Module: Single Nucleotide Variant Analysis¶
The Single Nucleotide Variant (SNV) module has two commands:
Single-sample allele tallying with the
run_snps
command;SNV calling across all the samples, with
merge_snps
command.
The first step can be run in parallel. We assume users have already completed
the species module and have
a species profile (e.g. midas2_output/sample1/species/species_profile.tsv
)
ready for each sample.
Alternatively, advanced users can pass a pre-built representative genome index
ready for single-sample SNV analysis.
Single-Sample Analysis¶
Conceptually, a typical invocation of the run_snps
command proceeds by
selecting sample-specific abundant species based on statistics calculated in the species module;
compiling these representative genomes and building a sample-specific bowtie2 index;
mapping reads to this index with bowtie2;
outputting a read mapping summary and pileup result for each representative genome (i.e. each species).
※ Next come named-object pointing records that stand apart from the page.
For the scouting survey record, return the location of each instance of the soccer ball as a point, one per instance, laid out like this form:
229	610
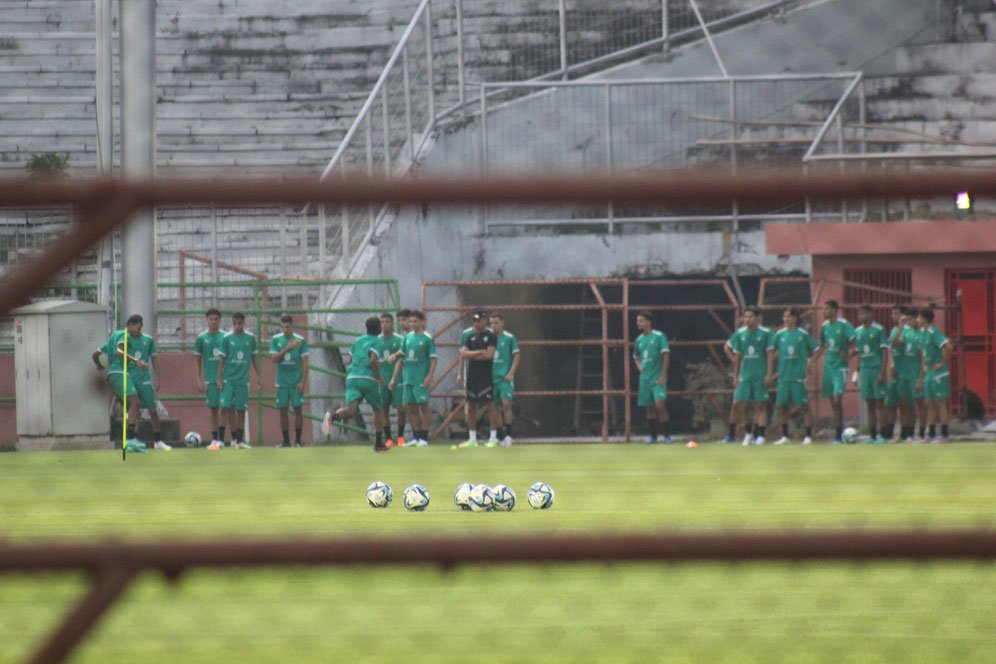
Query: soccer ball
504	498
461	497
379	494
540	496
481	499
415	498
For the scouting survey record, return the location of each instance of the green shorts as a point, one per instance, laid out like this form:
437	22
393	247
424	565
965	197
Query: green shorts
792	393
212	395
146	394
289	396
871	388
833	383
235	397
906	389
502	390
650	393
750	389
936	386
363	389
415	394
892	394
116	381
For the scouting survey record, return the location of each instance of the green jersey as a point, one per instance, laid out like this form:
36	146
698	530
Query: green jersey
649	349
908	357
289	367
208	346
932	342
869	340
751	346
361	367
794	347
238	350
505	349
419	349
836	337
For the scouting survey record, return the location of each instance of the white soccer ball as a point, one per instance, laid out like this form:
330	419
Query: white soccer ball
481	499
504	498
461	497
415	498
379	494
540	496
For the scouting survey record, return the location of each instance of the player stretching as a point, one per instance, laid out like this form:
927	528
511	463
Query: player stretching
791	351
390	344
872	348
936	359
478	351
836	336
506	362
890	404
417	365
238	351
363	382
207	348
653	357
289	352
140	393
750	367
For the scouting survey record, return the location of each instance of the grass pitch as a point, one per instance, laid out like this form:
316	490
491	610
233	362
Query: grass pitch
821	612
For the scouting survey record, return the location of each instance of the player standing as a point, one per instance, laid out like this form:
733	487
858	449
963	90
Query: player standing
238	351
364	380
207	348
417	366
936	359
653	358
872	348
479	351
791	351
390	344
506	363
836	336
750	367
289	351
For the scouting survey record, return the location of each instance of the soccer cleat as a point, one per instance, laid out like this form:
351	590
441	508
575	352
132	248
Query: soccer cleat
134	445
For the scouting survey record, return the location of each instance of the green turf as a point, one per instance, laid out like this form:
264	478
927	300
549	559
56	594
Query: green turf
769	612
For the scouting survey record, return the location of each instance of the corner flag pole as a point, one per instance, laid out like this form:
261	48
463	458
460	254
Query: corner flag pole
124	404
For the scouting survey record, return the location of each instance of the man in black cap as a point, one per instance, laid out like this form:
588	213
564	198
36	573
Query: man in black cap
479	352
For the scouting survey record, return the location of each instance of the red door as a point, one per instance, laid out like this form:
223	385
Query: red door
972	329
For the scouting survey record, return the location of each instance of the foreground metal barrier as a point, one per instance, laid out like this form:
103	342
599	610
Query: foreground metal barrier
115	566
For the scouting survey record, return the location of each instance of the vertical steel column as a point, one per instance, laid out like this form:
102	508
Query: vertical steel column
608	148
428	63
563	38
105	134
461	76
138	150
408	101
MIDAS2 purposely holds off any filtering or identification of variant positions until the subsequent cross-sample analysis.
(In this document, we continue to use the data from the Quickstart as an example.)
midas2 run_snps \
--sample_name sample1 \
-1 reads/sample1_R1.fastq.gz \
--midasdb_name uhgg \
--midasdb_dir my_midasdb_uhgg \
--select_by median_marker_coverage,unique_fraction_covered \
--select_threshold=2,0.5 \
--num_cores 8 \
midas2_output
See the documentation on selecting abundant species
for more information about the --select_by
and --select_threshold
flags.
Tip
This step can be parallelized over samples (e.g. using shell background processes).
Note
In MIDAS2, run_snps
can automatically download
the reference genomes for the selected species.
Warning
(Race condition) If starting multiple calls to run_snps
simultaneously, be sure that reference genomes have already been
downloaded.
Otherwise multiple redundant downloads may be started.
Cross-Samples Analysis¶
After running all samples individually in this way, users can then
compute population SNVs across samples using the merge_snps
command.
midas2 merge_snps \
--samples_list list_of_samples.tsv \
--midasdb_name uhgg \
--midasdb_dir my_midasdb_uhgg \
--num_cores 8 \
midas2_output/merge
Key Outputs¶
Single-Sample¶
Unlike the species and CNV modules, the single-sample outputs from the SNV module are less interesting than the merged results (at least with the default mode).
Users may, however, find several files useful.
A summary of read alignment and pileups for each of the genomes included in the
(usually sample-specific) bowtie2 index is reported in
midas2_output/sample1/snps/snps_summary.tsv
.
species_id |
genome_length |
covered_bases |
total_depth |
aligned_reads |
mapped_reads |
fraction_covered |
mean_coverage |
102506 |
5339468 |
2373275 |
8045342 |
468667 |
224553 |
0.444 |
3.390 |
102337 |
2749621 |
2566404 |
47723458 |
1479479 |
1010530 |
0.933 |
18.595 |
Where each columns has the following meaning:
species_id: six-digit species id
genome_length: genome length
covered_bases: number of bases covered by at least one post-filtered reads
total_depth: total read depth across all covered_bases
aligned_reads: total read counts across covered_bases before post-alignment filter
mapped_reads: total read counts across covered_bases after post-alignment filter
fraction_covered: fraction of covered_bases (aka horizontal genome coverage)
mean_coverage: mean read depth across all covered_bases (aka vertical genome coverage)
For each sample and species—e.g. here sample1 and species 102506
(E. coli)—the per-species read pileup is found in
midas2_output/sample1/snps/102506.snps.tsv.lz4
.
Positions are filtered to only sites in the reference genome covered by at
least two reads.
Note
Large output files are compressed with LZ4 to minimize storage requirements.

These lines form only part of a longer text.